U.S. to Allow Bald Eagle Deaths
Rule absolves wind energy from legal prosecution
Between 1997 and 2012, U.S. Fish and Wildlife Service researchers counted 86 bald and golden eagle deaths at wind farms nationwide, and this month the Obama Administration officially says that’s OK.
A new federal rule will provide legal protection for wind energy companies when bald and golden eagles are inadvertently killed by wind turbines, if companies record the deaths and take measures to avoid killing protected birds. The new permits, which go into effect on January8, last for 30 years, with reviews every five years.
Although neither eagle species is on The Endangered Species List—bald eagles were delisted in 2007—it is illegal to kill or hunt either eagle without a proper permit.
Federal wildlife officials defend the rule. Secretary of the Interior Sally Jewell said in a statement: “The changes in this permitting program will help the renewable energy industry and others develop projects that can operate in the longer term, while ensuring bald and golden eagles continue to thrive for future generations.”
However, conservation groups see the rule as the federal government robbing Peter to pay Paul—snubbing environmental conservation to boost renewable energy.

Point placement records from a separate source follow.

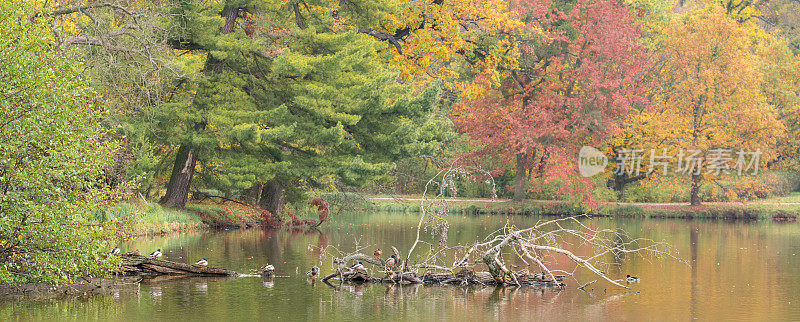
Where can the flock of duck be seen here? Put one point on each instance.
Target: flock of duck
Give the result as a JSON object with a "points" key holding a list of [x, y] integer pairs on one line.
{"points": [[269, 269]]}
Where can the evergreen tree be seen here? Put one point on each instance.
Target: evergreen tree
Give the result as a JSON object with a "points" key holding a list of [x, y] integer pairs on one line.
{"points": [[280, 100]]}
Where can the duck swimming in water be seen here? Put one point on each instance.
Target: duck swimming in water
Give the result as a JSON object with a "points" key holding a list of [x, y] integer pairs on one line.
{"points": [[267, 269], [312, 273], [391, 262], [359, 268]]}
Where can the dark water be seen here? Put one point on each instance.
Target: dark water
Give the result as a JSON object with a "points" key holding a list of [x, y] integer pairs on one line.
{"points": [[739, 271]]}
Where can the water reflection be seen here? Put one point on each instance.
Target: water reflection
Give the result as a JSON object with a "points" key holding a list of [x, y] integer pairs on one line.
{"points": [[736, 271]]}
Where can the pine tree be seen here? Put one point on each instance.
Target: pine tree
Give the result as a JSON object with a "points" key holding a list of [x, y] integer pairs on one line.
{"points": [[280, 100]]}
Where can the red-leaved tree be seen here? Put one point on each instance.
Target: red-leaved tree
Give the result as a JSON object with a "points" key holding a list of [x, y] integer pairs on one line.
{"points": [[579, 69]]}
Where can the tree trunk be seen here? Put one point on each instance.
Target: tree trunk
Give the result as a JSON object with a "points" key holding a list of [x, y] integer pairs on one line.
{"points": [[252, 196], [272, 197], [181, 178], [519, 177], [695, 193]]}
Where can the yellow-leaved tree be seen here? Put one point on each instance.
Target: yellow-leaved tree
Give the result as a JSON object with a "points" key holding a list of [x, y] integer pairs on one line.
{"points": [[709, 102]]}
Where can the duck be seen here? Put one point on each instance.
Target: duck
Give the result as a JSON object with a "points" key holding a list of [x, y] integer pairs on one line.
{"points": [[156, 254], [359, 267], [391, 261], [312, 273], [267, 269], [462, 263]]}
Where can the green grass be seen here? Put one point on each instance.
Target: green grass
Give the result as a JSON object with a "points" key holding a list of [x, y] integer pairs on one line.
{"points": [[565, 208], [148, 219]]}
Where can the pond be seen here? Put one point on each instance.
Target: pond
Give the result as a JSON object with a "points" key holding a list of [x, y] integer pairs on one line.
{"points": [[738, 271]]}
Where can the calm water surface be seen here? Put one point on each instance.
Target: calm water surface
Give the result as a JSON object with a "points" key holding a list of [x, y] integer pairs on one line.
{"points": [[739, 271]]}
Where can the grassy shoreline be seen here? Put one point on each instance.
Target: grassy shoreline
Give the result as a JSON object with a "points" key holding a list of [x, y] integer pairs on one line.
{"points": [[728, 211]]}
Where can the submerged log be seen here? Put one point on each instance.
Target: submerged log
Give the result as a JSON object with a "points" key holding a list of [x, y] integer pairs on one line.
{"points": [[138, 264], [463, 277]]}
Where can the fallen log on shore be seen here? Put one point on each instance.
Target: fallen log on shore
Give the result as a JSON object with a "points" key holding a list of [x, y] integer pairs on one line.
{"points": [[138, 264], [463, 277]]}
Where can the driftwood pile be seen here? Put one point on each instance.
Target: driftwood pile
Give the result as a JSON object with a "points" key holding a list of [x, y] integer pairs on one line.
{"points": [[138, 264], [462, 277]]}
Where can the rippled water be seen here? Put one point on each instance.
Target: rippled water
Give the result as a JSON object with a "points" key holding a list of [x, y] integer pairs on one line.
{"points": [[739, 271]]}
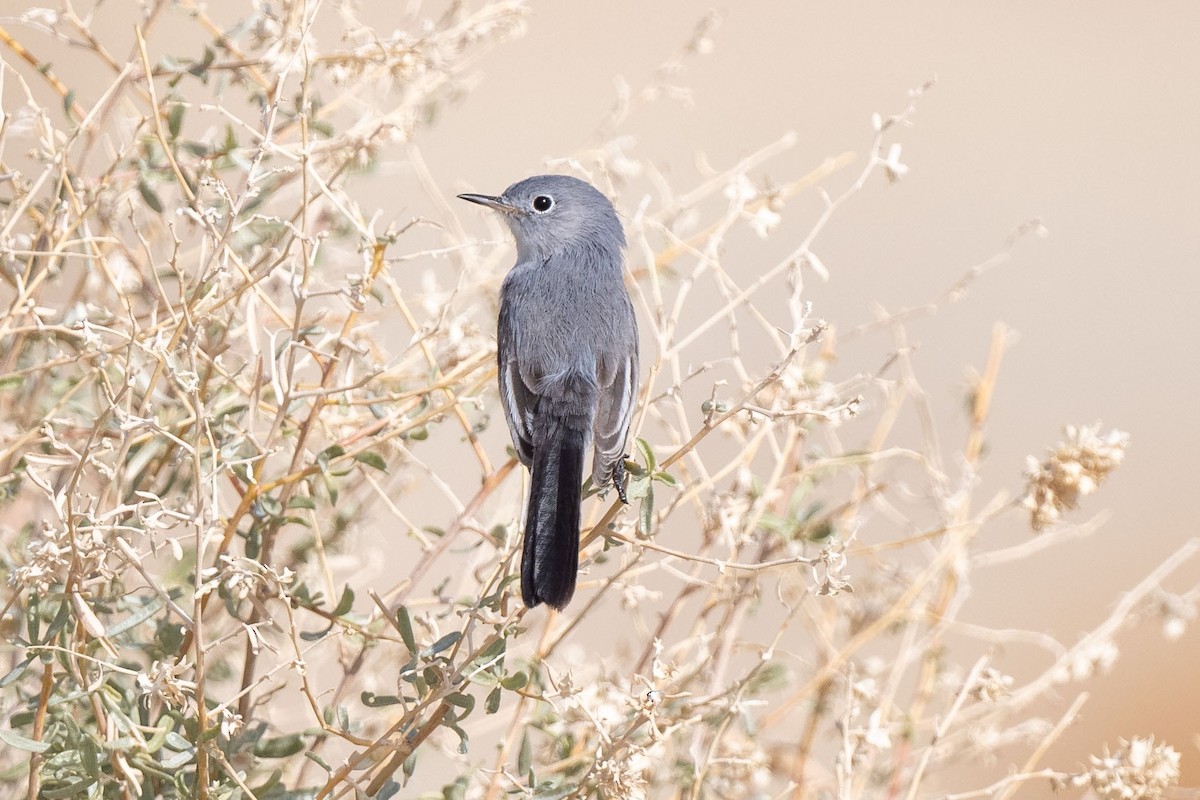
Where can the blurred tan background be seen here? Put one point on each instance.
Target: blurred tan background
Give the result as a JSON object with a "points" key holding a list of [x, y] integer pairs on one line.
{"points": [[1086, 116]]}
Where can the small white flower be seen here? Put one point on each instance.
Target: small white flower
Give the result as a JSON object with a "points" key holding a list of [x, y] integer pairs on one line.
{"points": [[765, 220], [892, 166], [739, 190]]}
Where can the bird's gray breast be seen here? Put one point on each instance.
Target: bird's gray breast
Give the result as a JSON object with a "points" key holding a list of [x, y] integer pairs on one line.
{"points": [[568, 318]]}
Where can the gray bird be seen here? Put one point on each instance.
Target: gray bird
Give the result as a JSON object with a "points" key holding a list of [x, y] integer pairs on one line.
{"points": [[568, 364]]}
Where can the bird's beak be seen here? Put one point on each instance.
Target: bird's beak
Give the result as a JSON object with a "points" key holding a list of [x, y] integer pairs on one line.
{"points": [[493, 203]]}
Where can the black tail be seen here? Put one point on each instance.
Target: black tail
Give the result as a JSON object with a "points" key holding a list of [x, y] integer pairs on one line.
{"points": [[551, 557]]}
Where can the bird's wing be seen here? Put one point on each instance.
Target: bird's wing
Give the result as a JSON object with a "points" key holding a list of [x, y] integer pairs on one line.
{"points": [[615, 411], [517, 400]]}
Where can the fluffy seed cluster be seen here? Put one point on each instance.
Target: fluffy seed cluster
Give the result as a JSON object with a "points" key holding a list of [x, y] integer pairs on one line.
{"points": [[1074, 469], [1138, 770]]}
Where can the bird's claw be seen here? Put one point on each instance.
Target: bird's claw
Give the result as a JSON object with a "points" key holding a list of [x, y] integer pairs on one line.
{"points": [[618, 480]]}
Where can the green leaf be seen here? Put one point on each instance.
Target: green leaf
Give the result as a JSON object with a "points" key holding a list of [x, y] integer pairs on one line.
{"points": [[316, 636], [405, 623], [525, 755], [67, 791], [15, 739], [378, 701], [136, 618], [328, 455], [646, 513], [280, 746], [346, 603], [372, 459], [492, 704], [444, 643], [515, 681], [175, 120], [652, 463]]}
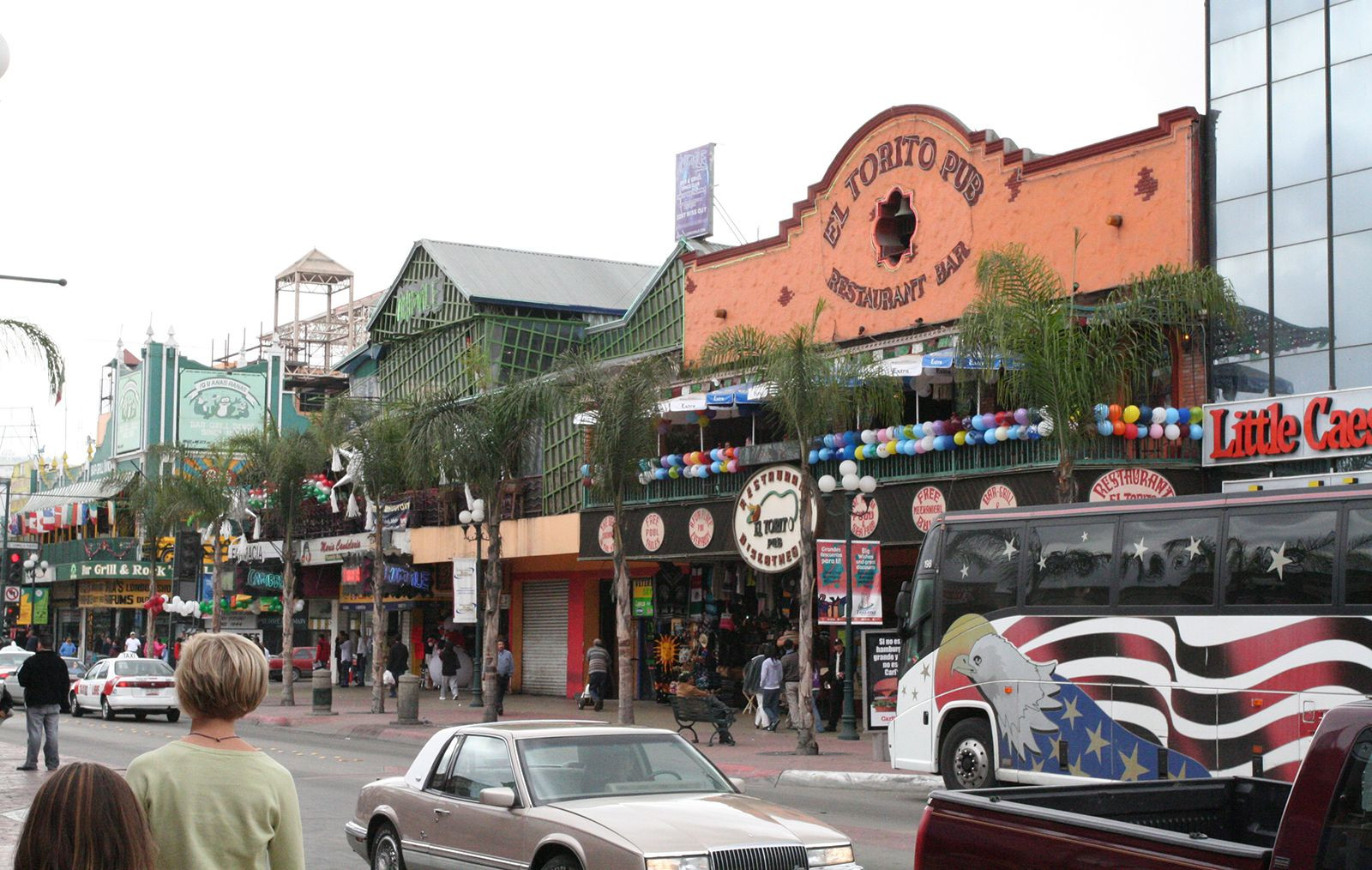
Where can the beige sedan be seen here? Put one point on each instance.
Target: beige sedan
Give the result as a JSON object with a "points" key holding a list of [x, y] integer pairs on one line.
{"points": [[578, 796]]}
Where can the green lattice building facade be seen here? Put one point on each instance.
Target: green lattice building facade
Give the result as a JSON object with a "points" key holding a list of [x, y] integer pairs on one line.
{"points": [[523, 311]]}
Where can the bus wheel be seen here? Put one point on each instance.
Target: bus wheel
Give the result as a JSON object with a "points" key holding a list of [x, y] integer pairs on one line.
{"points": [[967, 755]]}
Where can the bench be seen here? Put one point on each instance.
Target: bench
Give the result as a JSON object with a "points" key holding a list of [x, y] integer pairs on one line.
{"points": [[689, 712]]}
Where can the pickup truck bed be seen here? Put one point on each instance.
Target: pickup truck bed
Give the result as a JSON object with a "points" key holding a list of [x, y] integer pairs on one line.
{"points": [[1234, 819]]}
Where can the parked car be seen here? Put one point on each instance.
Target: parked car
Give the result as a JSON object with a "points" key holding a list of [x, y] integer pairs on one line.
{"points": [[302, 662], [1323, 819], [127, 684], [578, 796]]}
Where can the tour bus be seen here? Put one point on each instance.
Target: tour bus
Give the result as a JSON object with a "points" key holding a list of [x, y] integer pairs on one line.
{"points": [[1138, 640]]}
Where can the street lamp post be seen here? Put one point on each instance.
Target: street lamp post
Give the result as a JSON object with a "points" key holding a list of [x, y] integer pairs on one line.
{"points": [[32, 567], [472, 523], [852, 486]]}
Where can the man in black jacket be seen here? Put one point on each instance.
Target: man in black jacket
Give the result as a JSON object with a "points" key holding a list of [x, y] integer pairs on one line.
{"points": [[45, 686]]}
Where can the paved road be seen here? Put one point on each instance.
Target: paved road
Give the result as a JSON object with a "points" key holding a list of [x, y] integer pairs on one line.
{"points": [[329, 771]]}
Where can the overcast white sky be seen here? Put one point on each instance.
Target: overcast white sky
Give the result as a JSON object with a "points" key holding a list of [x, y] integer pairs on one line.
{"points": [[171, 158]]}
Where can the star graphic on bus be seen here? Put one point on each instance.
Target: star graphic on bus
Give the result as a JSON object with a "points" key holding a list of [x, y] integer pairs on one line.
{"points": [[1194, 549], [1279, 561]]}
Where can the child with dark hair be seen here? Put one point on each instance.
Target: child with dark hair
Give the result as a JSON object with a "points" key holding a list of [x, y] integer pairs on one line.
{"points": [[86, 817]]}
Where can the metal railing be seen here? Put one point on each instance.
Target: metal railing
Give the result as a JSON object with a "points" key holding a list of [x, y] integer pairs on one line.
{"points": [[980, 460]]}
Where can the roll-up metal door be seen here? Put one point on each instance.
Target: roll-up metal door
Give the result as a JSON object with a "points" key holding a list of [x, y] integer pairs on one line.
{"points": [[544, 657]]}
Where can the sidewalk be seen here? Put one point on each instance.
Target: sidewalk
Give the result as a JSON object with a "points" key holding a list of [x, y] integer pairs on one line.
{"points": [[758, 755]]}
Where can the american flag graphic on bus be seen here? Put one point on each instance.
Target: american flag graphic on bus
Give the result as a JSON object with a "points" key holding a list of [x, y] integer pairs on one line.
{"points": [[1098, 693]]}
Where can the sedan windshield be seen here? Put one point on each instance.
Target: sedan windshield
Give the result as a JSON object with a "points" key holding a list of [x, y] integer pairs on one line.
{"points": [[615, 764], [141, 668]]}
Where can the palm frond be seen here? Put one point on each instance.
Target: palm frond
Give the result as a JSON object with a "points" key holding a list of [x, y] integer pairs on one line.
{"points": [[25, 341]]}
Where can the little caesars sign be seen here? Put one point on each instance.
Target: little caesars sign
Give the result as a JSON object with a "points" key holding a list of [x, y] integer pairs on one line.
{"points": [[767, 519]]}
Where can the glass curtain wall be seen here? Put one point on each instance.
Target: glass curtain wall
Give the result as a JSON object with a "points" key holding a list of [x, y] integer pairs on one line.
{"points": [[1291, 192]]}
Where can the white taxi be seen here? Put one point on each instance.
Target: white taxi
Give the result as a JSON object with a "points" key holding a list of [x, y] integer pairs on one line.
{"points": [[127, 684]]}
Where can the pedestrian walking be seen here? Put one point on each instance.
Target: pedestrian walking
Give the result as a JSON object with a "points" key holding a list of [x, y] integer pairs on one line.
{"points": [[397, 662], [791, 682], [86, 817], [597, 671], [448, 663], [770, 682], [504, 670], [346, 661], [322, 652], [212, 773], [45, 686]]}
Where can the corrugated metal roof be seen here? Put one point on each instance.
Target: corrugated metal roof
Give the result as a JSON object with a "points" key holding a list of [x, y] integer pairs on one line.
{"points": [[505, 276], [87, 490]]}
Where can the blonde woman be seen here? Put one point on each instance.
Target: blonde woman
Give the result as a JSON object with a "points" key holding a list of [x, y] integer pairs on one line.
{"points": [[212, 799]]}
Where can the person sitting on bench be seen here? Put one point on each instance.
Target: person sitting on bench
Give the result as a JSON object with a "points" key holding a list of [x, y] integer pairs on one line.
{"points": [[720, 714]]}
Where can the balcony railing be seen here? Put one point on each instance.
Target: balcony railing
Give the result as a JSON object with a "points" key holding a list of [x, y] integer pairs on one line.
{"points": [[980, 460]]}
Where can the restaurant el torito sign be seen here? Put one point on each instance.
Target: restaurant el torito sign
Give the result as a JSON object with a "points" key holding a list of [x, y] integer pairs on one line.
{"points": [[892, 231]]}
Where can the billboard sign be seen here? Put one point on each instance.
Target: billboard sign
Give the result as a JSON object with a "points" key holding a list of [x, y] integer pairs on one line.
{"points": [[216, 405], [696, 192]]}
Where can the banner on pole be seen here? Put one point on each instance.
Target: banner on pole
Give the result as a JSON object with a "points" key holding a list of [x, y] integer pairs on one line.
{"points": [[833, 561], [464, 590]]}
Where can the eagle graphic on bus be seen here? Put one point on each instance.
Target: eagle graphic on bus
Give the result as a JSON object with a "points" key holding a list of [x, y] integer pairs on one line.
{"points": [[1047, 723]]}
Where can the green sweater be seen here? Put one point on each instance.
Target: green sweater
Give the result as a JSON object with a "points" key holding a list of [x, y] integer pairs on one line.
{"points": [[219, 808]]}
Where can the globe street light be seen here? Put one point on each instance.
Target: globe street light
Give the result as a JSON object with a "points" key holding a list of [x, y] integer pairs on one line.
{"points": [[852, 486], [472, 530]]}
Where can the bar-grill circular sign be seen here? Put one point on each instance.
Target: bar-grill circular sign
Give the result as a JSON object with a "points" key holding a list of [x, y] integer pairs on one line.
{"points": [[767, 519]]}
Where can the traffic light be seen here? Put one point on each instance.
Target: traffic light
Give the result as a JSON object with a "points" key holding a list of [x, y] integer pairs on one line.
{"points": [[189, 556]]}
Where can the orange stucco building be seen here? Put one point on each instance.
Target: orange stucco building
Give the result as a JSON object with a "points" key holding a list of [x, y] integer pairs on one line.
{"points": [[889, 236]]}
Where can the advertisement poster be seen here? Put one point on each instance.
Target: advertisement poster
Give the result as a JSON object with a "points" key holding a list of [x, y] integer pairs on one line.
{"points": [[882, 675], [128, 428], [216, 405], [644, 597], [464, 592], [833, 582]]}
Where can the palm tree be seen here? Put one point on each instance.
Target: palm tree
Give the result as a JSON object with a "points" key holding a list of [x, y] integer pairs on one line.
{"points": [[624, 400], [281, 462], [813, 390], [27, 341], [1074, 354], [205, 499], [484, 441], [377, 437]]}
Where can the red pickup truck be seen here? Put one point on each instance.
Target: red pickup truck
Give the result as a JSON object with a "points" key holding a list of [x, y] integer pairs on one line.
{"points": [[1321, 821]]}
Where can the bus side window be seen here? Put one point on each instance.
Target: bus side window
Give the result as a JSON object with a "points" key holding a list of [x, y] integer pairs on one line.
{"points": [[1282, 558], [1170, 560], [978, 570], [1072, 565], [1357, 558]]}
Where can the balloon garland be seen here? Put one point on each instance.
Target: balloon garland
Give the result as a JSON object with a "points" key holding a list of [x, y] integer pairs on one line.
{"points": [[1140, 421], [695, 464]]}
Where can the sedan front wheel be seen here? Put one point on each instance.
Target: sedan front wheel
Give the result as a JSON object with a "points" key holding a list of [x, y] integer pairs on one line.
{"points": [[386, 849]]}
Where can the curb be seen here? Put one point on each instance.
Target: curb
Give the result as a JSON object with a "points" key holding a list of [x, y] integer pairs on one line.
{"points": [[914, 785]]}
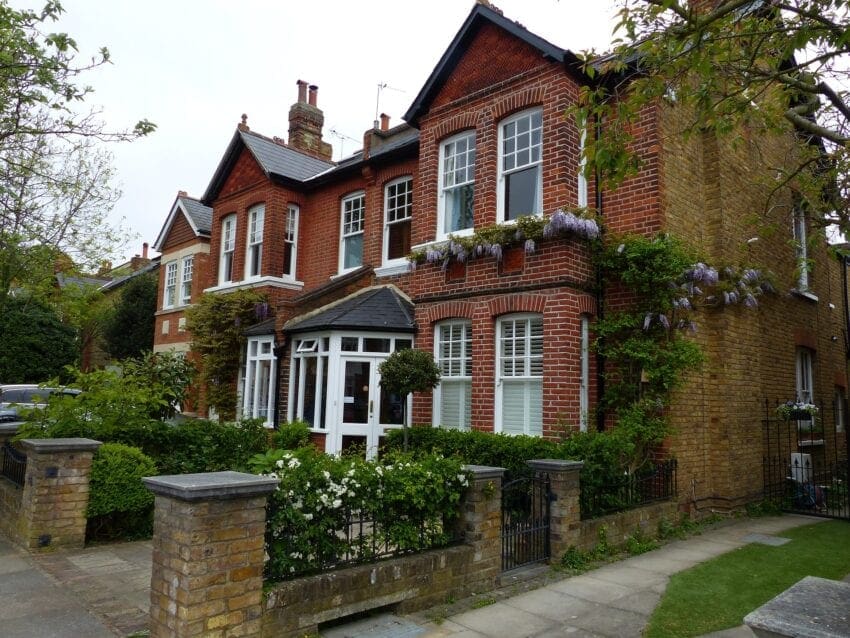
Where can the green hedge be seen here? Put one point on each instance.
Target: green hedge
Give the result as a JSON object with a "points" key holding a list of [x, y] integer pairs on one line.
{"points": [[119, 503]]}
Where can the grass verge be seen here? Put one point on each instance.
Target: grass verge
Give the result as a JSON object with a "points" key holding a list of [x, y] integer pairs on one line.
{"points": [[718, 594]]}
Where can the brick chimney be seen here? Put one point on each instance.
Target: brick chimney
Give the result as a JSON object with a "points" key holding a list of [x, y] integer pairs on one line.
{"points": [[305, 123]]}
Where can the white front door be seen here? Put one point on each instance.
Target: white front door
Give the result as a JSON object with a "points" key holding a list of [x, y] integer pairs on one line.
{"points": [[367, 411]]}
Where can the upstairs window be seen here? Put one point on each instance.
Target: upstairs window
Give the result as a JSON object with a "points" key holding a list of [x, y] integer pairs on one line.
{"points": [[290, 241], [398, 204], [353, 220], [228, 247], [170, 295], [186, 280], [457, 184], [254, 255], [520, 158]]}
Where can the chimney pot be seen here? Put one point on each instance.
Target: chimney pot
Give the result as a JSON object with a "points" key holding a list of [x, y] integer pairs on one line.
{"points": [[302, 90]]}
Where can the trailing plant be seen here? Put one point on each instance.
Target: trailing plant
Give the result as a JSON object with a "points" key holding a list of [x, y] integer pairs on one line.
{"points": [[406, 371], [407, 505], [217, 324], [527, 231], [645, 348]]}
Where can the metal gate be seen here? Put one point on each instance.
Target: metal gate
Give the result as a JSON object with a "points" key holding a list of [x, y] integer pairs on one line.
{"points": [[806, 469], [525, 521]]}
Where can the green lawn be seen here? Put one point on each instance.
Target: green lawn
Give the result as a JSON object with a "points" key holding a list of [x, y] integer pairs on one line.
{"points": [[718, 594]]}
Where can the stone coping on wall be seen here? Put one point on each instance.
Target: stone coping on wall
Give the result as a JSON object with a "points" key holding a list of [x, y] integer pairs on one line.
{"points": [[210, 485], [49, 446]]}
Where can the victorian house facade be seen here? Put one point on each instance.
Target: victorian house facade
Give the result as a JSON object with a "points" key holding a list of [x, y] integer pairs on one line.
{"points": [[485, 141]]}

“A 30-year permits is like a blank check,” David Yarnold, president and chief executive of the National Audubon Society, told The New York Times. “It basically says you can go operate these wind turbines and kill as many eagles as happen to die.”
Federal electricity use is expected to draw seven percent from renewable sources in 2013. On December 5, President Obama issued a Presidential Memorandum directing the federal government to source 20 percent of their energy from renewable sources such as solar power and wind by 2020.